Minister rejects request for wage cuts for home-based civil servants

The call of civil servants who refused to return to the Whitehall desk to reduce wages was rejected by ministers.

Executive Secretary Kwasi Kwaten said he would like to see staff in his department enter the office a couple of days a week.

However, in a series of broadcast interviews, he admitted that flexible work (staff working at least some time from home) “stays here.”

His comment came after an unnamed Prime Minister told the Daily Mail that employees who did not return to the office should dock their salaries.

Kwasi Kwaten, Secretary of State, Department for Business, Energy and Industrial Strategy
Secretary of State Kwasi Kwaten of the Department for Business, Energy and Industrial Strategy spoke at a press conference in Cheshire, England, on July 6, 2021. (Peter Byrne / PA)

The minister argued that employees who continue to work from home receive a “de facto salary increase” because they do not have to pay for commuting, which is “unfair” to new employees.

However, Mr. Quarten strongly rejected the claim, saying that telecommuting staff made an important contribution.

“I never suggest it. I don’t know who it is. I think teleworkers make a big contribution to the workforce,” he told LBC Radio.

Quarten said he wanted to increase the number of staff at the Department for Business, Energy and Industrial Strategy, but was reluctant to set a solid schedule.

“I don’t know when the COVID pandemic will end. I don’t know the situation, but ideally I want most of the workers in my department, or all the workers, to come in a couple of days a week. I’m out, “he said.

“I think three days a week is fair. I’m reluctant to have to do it by September 1st or September 15th. I think I have to do it pretty quickly. [but] Before you make that call, you need to know where the pandemic is occurring. “

He said it didn’t make sense for the government to try to dictate to private sector employers how quickly they would bring their staff back.
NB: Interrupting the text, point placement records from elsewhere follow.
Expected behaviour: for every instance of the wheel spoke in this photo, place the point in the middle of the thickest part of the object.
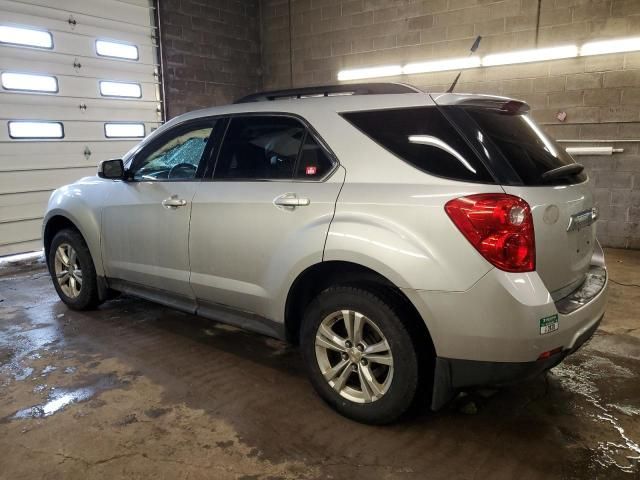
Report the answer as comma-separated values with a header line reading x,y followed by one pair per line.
x,y
62,257
374,388
72,256
327,338
339,374
382,346
381,359
364,386
347,318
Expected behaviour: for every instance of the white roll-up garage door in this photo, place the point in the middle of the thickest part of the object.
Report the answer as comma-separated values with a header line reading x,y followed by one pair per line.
x,y
78,84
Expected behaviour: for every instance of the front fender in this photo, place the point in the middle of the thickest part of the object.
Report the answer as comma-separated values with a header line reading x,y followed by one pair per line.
x,y
80,204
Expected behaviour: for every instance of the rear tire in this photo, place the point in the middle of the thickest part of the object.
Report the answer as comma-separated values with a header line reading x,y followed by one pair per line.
x,y
72,271
385,377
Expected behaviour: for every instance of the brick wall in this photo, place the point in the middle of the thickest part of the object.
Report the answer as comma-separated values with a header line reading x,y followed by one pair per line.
x,y
601,95
211,52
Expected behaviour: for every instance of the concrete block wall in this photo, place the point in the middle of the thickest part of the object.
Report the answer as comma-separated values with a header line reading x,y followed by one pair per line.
x,y
600,95
211,52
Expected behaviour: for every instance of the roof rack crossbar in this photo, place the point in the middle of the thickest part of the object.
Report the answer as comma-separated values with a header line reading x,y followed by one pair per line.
x,y
331,90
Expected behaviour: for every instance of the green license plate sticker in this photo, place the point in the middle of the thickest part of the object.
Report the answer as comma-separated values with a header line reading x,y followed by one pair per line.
x,y
549,324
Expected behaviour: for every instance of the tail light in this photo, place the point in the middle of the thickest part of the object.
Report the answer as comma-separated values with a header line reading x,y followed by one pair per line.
x,y
499,226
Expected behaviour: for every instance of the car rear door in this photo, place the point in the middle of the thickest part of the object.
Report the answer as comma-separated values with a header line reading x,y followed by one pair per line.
x,y
263,214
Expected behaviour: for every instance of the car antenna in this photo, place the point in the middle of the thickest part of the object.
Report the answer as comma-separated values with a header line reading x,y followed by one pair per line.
x,y
474,47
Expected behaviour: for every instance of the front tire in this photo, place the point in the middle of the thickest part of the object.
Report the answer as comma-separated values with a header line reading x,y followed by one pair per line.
x,y
359,354
72,270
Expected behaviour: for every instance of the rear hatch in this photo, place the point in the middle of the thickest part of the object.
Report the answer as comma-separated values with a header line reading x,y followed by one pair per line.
x,y
532,166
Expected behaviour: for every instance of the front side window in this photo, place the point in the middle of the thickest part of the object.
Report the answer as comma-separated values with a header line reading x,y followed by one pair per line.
x,y
314,162
176,159
425,139
260,148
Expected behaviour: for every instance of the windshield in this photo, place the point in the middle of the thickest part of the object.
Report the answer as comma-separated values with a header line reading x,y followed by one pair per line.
x,y
524,145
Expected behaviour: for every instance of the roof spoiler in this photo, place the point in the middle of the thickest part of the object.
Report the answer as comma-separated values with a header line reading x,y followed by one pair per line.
x,y
489,102
331,91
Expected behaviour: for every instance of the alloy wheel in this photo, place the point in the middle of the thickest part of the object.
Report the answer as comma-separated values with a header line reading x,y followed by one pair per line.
x,y
354,356
67,270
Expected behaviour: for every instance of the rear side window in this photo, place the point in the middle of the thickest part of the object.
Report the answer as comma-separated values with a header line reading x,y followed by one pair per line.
x,y
260,148
524,145
424,138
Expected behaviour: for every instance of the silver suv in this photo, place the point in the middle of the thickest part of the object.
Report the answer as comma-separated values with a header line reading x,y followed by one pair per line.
x,y
412,244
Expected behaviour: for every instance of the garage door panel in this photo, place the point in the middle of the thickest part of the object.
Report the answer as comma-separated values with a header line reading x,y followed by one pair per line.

“I think flexible working styles will continue, but I’ve always said that it’s up to employers and employees to make their own arrangements, depending on the needs of the company and the needs of the business,” he said. Says. He told BBC Radio 4’s “Today” program.

“I don’t think it makes sense for a government diktat to tell you exactly how many hours you spend in the office or at home.”

Earlier, the civil servant union responded angry to the proposal that staff working from home could face wage cuts.

Dave Penman, general secretary of the FDA union, told PA News Agency: “These insulting comments from ministers and politicians only show that they are not touching on modern labor practices.

“Over the economy, in both the private and public sectors, employers employ hybrid work, which improves the work-life balance of employees and reduces employer office costs.

“The important thing for the minister is not where individual civil servants sit on a particular day, but whether public services are effectively provided.”

The line exploded as health ministry (DHSC) staff revealed plans to require some offices to be based in September. This means that civil servants there can continue to work full-time at home.

The Guardian reported that the DHSC had informed staff from September that “minimum expectations” should be in the office for a minimum of 4 days and a maximum of 8 days each month unless there is a business or welfare reason. .. ..

A government spokesperson said:

“Our approach, based on learning during a pandemic, takes advantage of both office and telecommuting across the UK.”